Her father abandoned his family upon seeing her disability.  The mother, who has no family, must work to provide for her small, broken family.  With no one else to rely on, the mother must leave her daughter home alone while she worked.  When the mother came home, her daughter began to scream even louder.  Her eyes stared at her mother in anger at being left behind.

Since diapers are expensive, the daughter had to lie on the concrete floor so any accidents would be easy to clean up.  Her arms and legs were cold from the long exposure.  Upon seeing that, my dad ran out to buy her a mattress and covered it with a plastic sheet.  When we laid her on the mattress, her eyes lit up in happiness.  Before leaving, I bent down and held her hand.  Her eyes met mine, and although I had been crying, I managed to give her a crooked smile.  She returned with one of her own, beautiful and full of contentment, as if finding joy in the smallest kindness.

October 3, 2013 | Sài Gòn, Việt Nam

Stepping past the gate into the courtyard of Benh Vien Ung Buu of SG, I never felt so claustrophobic in an open space.  People flooded the courtyard, sitting on the steps, standing in line, crowded in groups…the air was buzzing with voices.  After a few moments of orienting myself, I found a few signs which explained the situation.  The majority of the people were in line to register and pay the hospital fee to be admitted.

Following the security guard, I walked through the dingy halls and a flight of concrete stairs to the children’s ward.  After hundreds of hours volunteering at UC Davis Medical Center and a student-run clinic, I could not believe my eyes upon entering the children’s ward.  An expression of shock, pity, and disbelief registered on my face and remained for the duration of my visit. 

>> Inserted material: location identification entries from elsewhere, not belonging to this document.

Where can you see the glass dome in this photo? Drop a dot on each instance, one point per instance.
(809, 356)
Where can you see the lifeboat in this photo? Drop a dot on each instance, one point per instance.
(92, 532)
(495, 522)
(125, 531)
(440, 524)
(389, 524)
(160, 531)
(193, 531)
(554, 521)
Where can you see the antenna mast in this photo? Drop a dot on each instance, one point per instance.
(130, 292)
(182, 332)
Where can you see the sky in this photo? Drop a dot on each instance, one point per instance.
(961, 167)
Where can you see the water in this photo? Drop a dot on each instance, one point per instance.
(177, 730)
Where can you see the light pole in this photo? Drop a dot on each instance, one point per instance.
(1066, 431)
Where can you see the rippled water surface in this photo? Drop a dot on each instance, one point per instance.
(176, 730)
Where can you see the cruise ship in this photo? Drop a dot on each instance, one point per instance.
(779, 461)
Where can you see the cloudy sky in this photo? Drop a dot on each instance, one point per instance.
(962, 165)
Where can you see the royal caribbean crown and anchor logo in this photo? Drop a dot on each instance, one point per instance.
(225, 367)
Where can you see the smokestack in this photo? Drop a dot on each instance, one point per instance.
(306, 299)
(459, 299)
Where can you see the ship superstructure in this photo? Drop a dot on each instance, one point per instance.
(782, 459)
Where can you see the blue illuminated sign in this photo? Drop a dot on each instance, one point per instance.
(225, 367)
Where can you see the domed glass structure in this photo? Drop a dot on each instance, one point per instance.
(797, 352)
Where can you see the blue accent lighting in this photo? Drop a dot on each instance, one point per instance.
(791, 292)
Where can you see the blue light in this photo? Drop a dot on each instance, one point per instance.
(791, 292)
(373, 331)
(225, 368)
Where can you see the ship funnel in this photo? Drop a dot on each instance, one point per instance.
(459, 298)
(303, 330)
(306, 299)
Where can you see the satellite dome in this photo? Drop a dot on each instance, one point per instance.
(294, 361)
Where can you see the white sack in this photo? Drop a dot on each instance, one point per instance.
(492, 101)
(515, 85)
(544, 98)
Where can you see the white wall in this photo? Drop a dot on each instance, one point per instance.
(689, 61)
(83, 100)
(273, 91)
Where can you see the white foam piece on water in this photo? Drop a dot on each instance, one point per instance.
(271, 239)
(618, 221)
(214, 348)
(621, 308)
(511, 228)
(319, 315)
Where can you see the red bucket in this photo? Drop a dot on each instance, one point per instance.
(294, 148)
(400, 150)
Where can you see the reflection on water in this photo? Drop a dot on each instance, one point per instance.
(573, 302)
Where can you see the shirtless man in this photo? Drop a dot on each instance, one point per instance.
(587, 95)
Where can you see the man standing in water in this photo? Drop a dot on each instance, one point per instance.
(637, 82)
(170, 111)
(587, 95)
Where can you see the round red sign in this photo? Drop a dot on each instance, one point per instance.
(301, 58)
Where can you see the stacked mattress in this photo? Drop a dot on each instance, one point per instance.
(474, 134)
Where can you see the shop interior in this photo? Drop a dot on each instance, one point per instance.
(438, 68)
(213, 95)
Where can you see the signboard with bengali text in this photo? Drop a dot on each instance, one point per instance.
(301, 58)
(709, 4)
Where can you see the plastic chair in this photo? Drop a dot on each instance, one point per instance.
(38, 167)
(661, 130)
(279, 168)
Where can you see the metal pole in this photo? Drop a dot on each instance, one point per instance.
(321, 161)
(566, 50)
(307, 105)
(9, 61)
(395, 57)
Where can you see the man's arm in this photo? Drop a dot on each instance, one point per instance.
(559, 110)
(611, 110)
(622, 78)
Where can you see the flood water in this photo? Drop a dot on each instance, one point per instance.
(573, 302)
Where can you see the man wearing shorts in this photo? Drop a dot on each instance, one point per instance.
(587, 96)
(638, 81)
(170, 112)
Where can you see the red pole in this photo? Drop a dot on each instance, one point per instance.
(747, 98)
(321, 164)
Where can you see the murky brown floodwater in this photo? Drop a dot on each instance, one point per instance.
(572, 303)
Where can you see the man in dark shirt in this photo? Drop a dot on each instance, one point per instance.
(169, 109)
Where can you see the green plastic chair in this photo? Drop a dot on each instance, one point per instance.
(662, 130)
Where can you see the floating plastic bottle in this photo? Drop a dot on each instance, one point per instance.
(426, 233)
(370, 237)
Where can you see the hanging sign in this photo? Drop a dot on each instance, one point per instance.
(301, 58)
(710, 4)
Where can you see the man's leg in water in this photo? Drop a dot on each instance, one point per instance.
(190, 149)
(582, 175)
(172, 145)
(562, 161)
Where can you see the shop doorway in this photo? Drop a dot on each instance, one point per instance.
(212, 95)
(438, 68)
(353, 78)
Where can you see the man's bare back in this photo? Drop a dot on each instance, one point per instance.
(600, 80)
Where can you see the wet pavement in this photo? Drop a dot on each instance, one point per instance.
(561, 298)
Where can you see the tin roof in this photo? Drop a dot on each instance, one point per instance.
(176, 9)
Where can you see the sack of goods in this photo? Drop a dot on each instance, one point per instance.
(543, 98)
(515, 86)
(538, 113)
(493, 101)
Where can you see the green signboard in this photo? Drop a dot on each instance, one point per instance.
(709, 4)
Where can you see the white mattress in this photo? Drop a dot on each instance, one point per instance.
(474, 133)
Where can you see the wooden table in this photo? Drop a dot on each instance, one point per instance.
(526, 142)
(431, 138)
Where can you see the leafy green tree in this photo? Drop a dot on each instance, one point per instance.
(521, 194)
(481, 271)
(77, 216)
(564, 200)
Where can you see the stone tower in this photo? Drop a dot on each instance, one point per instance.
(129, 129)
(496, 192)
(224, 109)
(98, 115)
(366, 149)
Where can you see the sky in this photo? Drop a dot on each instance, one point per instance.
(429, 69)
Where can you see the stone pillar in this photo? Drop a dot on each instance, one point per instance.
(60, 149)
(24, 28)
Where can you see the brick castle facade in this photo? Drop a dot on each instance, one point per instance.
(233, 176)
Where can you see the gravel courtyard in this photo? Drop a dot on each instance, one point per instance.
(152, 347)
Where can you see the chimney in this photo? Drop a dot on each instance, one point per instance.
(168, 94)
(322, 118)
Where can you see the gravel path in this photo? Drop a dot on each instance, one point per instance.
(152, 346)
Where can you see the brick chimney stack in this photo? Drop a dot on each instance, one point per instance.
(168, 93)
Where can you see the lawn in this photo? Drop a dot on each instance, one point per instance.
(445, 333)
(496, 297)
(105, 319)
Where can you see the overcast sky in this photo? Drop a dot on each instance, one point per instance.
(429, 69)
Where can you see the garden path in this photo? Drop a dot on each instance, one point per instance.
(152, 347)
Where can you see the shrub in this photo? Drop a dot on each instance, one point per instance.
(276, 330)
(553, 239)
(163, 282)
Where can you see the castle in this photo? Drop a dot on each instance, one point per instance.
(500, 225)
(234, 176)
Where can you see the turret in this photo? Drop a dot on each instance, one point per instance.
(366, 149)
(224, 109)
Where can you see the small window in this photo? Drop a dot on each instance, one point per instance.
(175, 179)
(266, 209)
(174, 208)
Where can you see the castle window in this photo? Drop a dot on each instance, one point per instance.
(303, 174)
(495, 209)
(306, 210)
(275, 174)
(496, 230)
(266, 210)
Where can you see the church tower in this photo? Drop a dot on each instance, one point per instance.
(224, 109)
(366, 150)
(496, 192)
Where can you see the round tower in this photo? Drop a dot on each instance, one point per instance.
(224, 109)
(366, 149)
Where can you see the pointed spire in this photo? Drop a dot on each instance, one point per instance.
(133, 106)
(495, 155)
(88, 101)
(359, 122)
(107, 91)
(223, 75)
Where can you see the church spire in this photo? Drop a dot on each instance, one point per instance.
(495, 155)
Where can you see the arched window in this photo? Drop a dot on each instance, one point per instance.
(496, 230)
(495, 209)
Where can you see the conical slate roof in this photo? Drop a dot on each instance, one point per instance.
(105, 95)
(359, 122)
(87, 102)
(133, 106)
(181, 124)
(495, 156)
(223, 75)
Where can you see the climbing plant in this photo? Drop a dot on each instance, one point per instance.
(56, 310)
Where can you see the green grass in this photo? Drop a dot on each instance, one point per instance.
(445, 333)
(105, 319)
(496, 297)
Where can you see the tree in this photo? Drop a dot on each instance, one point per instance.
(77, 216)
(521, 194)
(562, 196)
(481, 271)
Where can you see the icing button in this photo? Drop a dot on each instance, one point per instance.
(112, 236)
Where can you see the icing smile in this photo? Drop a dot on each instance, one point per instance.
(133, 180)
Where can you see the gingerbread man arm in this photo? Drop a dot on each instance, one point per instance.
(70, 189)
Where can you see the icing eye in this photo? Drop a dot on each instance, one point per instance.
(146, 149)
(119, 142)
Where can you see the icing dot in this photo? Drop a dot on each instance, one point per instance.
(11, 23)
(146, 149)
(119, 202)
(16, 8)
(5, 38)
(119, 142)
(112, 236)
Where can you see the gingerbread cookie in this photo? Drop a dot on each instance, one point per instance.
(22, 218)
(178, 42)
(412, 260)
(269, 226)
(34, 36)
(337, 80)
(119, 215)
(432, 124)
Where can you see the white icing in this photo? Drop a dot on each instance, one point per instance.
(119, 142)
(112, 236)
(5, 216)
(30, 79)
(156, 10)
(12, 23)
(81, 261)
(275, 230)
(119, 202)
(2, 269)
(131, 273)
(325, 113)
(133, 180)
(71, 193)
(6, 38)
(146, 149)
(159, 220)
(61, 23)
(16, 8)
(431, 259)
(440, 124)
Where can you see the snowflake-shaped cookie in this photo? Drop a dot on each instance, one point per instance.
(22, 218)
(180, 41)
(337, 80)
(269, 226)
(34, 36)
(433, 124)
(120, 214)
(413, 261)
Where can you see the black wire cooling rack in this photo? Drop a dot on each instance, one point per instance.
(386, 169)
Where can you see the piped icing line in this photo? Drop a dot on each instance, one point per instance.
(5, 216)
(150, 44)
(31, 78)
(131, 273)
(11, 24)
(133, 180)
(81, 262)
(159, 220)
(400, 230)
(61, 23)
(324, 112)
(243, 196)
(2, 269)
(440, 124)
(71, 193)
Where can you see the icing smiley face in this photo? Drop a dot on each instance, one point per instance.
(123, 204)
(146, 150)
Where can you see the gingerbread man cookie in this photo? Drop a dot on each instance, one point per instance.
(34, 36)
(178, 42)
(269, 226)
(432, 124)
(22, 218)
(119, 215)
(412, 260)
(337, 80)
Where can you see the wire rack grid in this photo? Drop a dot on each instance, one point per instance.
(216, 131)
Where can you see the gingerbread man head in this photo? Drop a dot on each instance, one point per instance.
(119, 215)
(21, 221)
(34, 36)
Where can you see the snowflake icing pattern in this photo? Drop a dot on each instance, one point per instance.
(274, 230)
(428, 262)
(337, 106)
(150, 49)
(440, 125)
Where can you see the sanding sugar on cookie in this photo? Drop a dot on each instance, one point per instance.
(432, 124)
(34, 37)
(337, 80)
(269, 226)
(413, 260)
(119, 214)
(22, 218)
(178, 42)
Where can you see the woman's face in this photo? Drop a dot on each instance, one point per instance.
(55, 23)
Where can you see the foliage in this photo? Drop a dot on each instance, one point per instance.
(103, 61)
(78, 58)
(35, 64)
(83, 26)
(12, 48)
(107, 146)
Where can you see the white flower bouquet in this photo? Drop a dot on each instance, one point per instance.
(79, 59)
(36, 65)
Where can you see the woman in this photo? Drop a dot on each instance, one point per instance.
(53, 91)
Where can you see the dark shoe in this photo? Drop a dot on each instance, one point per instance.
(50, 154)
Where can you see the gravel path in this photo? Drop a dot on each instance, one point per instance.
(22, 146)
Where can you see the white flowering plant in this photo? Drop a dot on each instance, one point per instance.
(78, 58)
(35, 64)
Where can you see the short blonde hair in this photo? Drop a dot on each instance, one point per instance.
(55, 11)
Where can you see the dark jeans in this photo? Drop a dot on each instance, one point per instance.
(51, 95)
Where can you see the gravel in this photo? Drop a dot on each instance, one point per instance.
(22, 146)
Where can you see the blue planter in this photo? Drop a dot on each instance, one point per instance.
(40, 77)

The halls and rooms overflowed with patients and caretakers.  Along the walls, children laid upon thin straw mats while their parents sat next to them.  One child had a saline line attached.  His father stood beside him holding the pouch.  Metal beds were arranged in every room to maximize space.  A thin straw mat covered each bed.  The patient laid upon the bed, along with his/her caretaker and all their belongings.  On the floor under each bed laid another patient and his/her caretaker.  If fortunate enough to be assigned a room, families with their sick children claimed any open space on the floor.  Each new sight I witnessed made me appreciate the medical care I receive in the US.  Despite its shortcomings, the health care system in the US is many times more advanced and “friendly.”  Hospitals are required to treat all emergencies first, then deal with billing after.  The reverse occurs in Vietnam and other developing countries.  Even on the brink of death, if a patient’s family cannot pay the hospital fee, the patient will not receive medical care.

As I walked through the ward, I noticed families with smartphones and patients playing on tablets.  Despite the squalor of the hospital ward, only families with enough money can secure a spot.  An epiphany struck me:  the varying degrees of “hospitality” reflect the amount each family paid.  A bed costs more than the ground beneath it.  A spot inside a room costs more than a spot along the corridor walls.

I thought back to the families we visited during this trip.  Most of them cannot afford treatment.  The patients in the hospital are better off, but not to any greater degree.  I realized the extent of suffering in life.  HOC is working to alleviate a tiny portion of that suffering.  Our efforts really do help the beneficiaries, but there is still a lot of work left to do.